Address frozen parameter warning with FSDP on nightly torch

Question

Address frozen parameter warning with FSDP on nightly torch

Opened this issue 4 months ago · 2 comments

PEFT finetuning (LoRA, adapter) raises the following warning for each FSDP-wrapped layer (transformer block in our case):

The following parameters have requires_grad=True:
['transformer.h.0.attn.attn.lora_A', 'transformer.h.0.attn.attn.lora_B']
The following parameters have requires_grad=False:
['transformer.h.0.norm_1.weight', 'transformer.h.0.norm_1.bias', 'transformer.h.0.norm_2.weight', 'transformer.h.0.norm_2.bias', 'transformer.h.0.attn.attn.linear.weight', 'transformer.h.0.attn.attn.linear.bias', 'transformer.h.0.attn.proj.linear.weight', 'transformer.h.0.attn.proj.linear.bias', 'transformer.h.0.mlp.fc.linear.weight', 'transformer.h.0.mlp.fc.linear.bias', 'transformer.h.0.mlp.proj.linear.weight', 'transformer.h.0.mlp.proj.linear.bias']
  warnings.warn(msg)
/home/carlos/nightly-env/lib/python3.10/site-packages/torch/distributed/fsdp/_wrap_utils.py:174: UserWarning: transformer.h.1 has both parameters with requires_grad=True and False. We do not recommend wrapping such modules since the gradient memory usage will be higher than expected (201510912 numel instead of 131072 numel before sharding via reduce-scatter). If possible, wrap the frozen parameters with FSDP separately.
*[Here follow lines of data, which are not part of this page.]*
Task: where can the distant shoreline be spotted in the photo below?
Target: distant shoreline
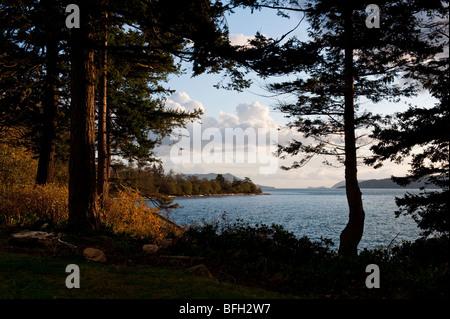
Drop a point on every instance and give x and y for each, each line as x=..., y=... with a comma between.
x=217, y=195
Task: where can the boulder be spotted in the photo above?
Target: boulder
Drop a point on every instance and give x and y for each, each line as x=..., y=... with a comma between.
x=200, y=270
x=93, y=254
x=151, y=249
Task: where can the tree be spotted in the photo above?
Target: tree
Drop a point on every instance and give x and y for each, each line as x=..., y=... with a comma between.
x=343, y=65
x=32, y=33
x=423, y=134
x=83, y=209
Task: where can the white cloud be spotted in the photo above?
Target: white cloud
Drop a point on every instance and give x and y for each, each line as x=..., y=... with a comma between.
x=254, y=116
x=182, y=101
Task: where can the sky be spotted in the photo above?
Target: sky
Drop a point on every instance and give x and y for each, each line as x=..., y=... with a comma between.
x=251, y=115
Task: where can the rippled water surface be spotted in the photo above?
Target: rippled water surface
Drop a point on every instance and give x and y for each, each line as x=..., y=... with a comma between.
x=306, y=212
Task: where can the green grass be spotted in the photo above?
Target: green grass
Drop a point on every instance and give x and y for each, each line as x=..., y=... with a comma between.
x=31, y=277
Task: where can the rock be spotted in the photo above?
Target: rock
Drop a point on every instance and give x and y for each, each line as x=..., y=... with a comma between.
x=200, y=270
x=151, y=249
x=93, y=254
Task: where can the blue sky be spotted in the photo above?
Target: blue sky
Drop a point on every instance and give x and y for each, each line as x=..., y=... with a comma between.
x=253, y=108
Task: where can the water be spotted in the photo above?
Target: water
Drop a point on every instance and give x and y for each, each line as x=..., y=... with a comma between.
x=313, y=213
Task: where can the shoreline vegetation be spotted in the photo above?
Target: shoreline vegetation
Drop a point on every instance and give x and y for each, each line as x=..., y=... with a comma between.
x=217, y=195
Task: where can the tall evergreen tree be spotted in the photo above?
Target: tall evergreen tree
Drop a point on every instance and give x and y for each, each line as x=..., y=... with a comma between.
x=422, y=133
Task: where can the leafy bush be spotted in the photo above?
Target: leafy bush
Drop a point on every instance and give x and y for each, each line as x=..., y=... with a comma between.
x=272, y=257
x=130, y=213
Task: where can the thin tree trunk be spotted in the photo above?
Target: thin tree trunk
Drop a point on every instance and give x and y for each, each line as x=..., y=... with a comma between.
x=103, y=154
x=83, y=212
x=50, y=105
x=352, y=233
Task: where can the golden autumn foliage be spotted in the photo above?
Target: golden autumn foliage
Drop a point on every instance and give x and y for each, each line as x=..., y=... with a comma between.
x=23, y=202
x=129, y=212
x=30, y=203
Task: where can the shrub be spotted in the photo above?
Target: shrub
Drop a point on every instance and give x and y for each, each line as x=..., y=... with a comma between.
x=130, y=213
x=25, y=204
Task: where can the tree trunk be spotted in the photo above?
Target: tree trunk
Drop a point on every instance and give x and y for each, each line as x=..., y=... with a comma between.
x=83, y=212
x=103, y=144
x=352, y=233
x=50, y=104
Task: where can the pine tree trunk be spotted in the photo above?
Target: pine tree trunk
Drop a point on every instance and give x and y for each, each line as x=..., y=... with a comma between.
x=50, y=105
x=352, y=233
x=103, y=144
x=83, y=212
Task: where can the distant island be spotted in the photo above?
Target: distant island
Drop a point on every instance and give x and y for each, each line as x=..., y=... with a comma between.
x=383, y=183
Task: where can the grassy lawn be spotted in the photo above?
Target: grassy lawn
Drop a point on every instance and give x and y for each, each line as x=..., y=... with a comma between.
x=24, y=276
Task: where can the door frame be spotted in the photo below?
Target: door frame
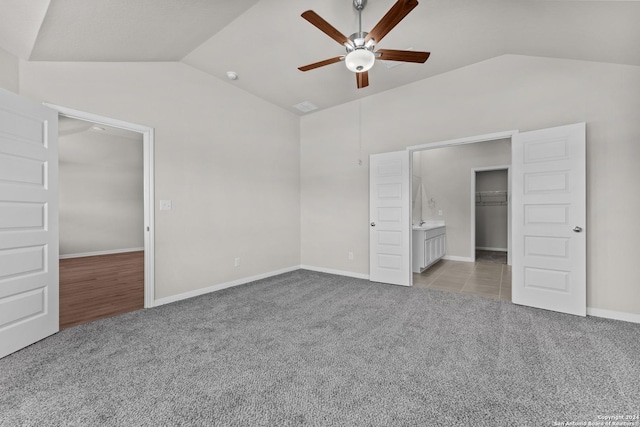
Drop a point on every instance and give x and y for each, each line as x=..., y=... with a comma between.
x=474, y=172
x=450, y=143
x=149, y=183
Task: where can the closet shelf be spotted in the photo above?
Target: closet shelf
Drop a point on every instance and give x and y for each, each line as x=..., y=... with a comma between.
x=492, y=198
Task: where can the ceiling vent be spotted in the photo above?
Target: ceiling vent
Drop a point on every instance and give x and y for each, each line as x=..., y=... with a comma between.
x=305, y=106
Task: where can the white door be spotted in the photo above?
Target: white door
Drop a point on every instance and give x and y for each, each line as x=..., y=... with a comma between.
x=549, y=219
x=390, y=218
x=28, y=222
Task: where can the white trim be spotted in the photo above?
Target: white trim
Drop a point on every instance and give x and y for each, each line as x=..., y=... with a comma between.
x=148, y=143
x=465, y=140
x=221, y=286
x=492, y=249
x=458, y=258
x=615, y=315
x=98, y=253
x=338, y=272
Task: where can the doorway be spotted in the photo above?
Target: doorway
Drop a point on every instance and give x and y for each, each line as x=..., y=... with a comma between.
x=491, y=214
x=106, y=217
x=449, y=198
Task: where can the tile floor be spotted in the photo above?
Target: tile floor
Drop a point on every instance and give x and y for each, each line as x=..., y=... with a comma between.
x=488, y=280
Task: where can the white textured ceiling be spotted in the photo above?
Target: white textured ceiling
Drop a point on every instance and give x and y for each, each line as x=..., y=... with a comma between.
x=265, y=41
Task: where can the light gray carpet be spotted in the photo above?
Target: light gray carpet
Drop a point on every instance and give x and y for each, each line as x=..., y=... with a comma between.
x=308, y=348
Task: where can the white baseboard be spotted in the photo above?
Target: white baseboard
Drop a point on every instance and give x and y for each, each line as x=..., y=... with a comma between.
x=219, y=287
x=482, y=248
x=338, y=272
x=458, y=258
x=615, y=315
x=109, y=252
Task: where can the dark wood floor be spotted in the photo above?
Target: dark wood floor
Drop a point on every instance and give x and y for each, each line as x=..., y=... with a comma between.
x=96, y=287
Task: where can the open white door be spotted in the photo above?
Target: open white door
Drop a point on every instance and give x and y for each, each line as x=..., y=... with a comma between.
x=28, y=222
x=549, y=218
x=390, y=218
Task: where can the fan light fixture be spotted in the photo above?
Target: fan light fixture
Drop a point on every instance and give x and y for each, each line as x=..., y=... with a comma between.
x=360, y=60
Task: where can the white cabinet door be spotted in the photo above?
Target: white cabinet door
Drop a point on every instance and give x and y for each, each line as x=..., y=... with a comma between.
x=390, y=218
x=28, y=222
x=549, y=219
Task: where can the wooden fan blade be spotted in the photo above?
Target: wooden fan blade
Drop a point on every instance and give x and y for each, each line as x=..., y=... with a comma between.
x=321, y=63
x=325, y=27
x=362, y=79
x=403, y=55
x=396, y=14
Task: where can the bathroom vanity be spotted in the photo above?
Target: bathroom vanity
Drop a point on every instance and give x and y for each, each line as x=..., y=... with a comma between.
x=429, y=244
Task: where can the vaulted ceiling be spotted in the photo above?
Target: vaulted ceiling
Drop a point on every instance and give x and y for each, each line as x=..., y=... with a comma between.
x=264, y=41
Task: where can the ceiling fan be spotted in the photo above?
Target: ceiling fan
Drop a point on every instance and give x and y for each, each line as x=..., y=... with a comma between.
x=360, y=46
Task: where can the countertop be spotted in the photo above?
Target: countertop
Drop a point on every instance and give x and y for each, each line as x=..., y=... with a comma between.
x=429, y=225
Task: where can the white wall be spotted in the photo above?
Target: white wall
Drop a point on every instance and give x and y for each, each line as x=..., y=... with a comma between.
x=504, y=93
x=446, y=177
x=9, y=75
x=101, y=192
x=492, y=215
x=228, y=161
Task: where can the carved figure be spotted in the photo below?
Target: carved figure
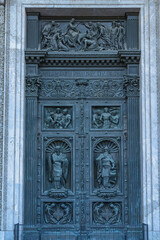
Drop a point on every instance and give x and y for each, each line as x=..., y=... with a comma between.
x=67, y=217
x=114, y=35
x=105, y=164
x=97, y=210
x=58, y=168
x=121, y=36
x=66, y=118
x=97, y=121
x=105, y=118
x=49, y=213
x=97, y=36
x=116, y=213
x=71, y=34
x=50, y=120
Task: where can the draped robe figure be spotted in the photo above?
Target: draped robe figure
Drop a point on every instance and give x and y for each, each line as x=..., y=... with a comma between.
x=58, y=168
x=105, y=163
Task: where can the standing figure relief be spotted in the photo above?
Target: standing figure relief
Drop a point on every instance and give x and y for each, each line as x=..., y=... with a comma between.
x=83, y=36
x=105, y=165
x=58, y=168
x=106, y=118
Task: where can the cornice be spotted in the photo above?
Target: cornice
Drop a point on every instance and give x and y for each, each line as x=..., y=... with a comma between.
x=108, y=58
x=2, y=2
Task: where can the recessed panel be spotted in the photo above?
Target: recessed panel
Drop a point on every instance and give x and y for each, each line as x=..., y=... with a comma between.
x=58, y=117
x=106, y=117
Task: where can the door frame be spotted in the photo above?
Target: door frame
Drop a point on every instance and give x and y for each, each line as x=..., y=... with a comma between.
x=14, y=135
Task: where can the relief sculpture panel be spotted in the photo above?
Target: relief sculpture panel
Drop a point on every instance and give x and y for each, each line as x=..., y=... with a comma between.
x=58, y=117
x=107, y=117
x=57, y=168
x=107, y=213
x=58, y=213
x=106, y=167
x=83, y=35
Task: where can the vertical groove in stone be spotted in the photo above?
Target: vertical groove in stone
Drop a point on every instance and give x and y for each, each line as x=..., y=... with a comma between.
x=31, y=161
x=134, y=187
x=2, y=36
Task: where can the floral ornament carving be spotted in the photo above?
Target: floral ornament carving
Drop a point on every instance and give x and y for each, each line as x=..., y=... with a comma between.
x=33, y=85
x=107, y=213
x=83, y=36
x=131, y=85
x=58, y=213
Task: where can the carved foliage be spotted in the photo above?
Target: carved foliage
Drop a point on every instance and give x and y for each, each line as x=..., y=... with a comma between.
x=33, y=85
x=107, y=213
x=58, y=213
x=107, y=117
x=58, y=117
x=102, y=88
x=131, y=85
x=83, y=36
x=57, y=167
x=106, y=161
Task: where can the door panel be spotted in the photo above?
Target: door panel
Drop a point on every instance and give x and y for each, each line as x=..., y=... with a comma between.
x=82, y=157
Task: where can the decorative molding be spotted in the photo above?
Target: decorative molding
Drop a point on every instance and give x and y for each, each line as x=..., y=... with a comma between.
x=33, y=85
x=2, y=40
x=75, y=88
x=110, y=58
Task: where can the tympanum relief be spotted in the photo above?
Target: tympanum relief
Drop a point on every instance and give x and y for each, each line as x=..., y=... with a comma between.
x=58, y=213
x=107, y=213
x=106, y=161
x=107, y=117
x=83, y=36
x=58, y=117
x=58, y=168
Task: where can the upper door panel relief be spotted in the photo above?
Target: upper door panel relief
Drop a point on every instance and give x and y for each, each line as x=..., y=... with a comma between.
x=83, y=35
x=60, y=117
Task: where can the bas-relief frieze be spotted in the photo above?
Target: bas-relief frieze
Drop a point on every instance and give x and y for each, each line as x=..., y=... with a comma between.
x=107, y=213
x=106, y=164
x=57, y=168
x=58, y=117
x=107, y=117
x=114, y=72
x=57, y=88
x=83, y=36
x=58, y=213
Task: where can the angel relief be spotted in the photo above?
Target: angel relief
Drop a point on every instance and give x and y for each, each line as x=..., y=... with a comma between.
x=58, y=155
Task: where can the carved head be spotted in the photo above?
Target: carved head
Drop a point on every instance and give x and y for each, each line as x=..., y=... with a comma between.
x=58, y=150
x=106, y=109
x=65, y=111
x=72, y=20
x=52, y=114
x=58, y=110
x=98, y=112
x=106, y=148
x=113, y=24
x=53, y=23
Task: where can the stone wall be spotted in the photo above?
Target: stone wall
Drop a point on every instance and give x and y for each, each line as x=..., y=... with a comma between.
x=12, y=137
This should be looked at or silenced if we don't want to action on it

Answer 1 · 2024-05-13T22:15:03.000Z

Is changing the code so the lora parameters are in a separate module an option? I don't see how you can otherwise wrap the lora parameters into a separate FSDP unit. I might be able to help.

Answer 2 · 2024-07-18T13:25:55.000Z

Still occuring.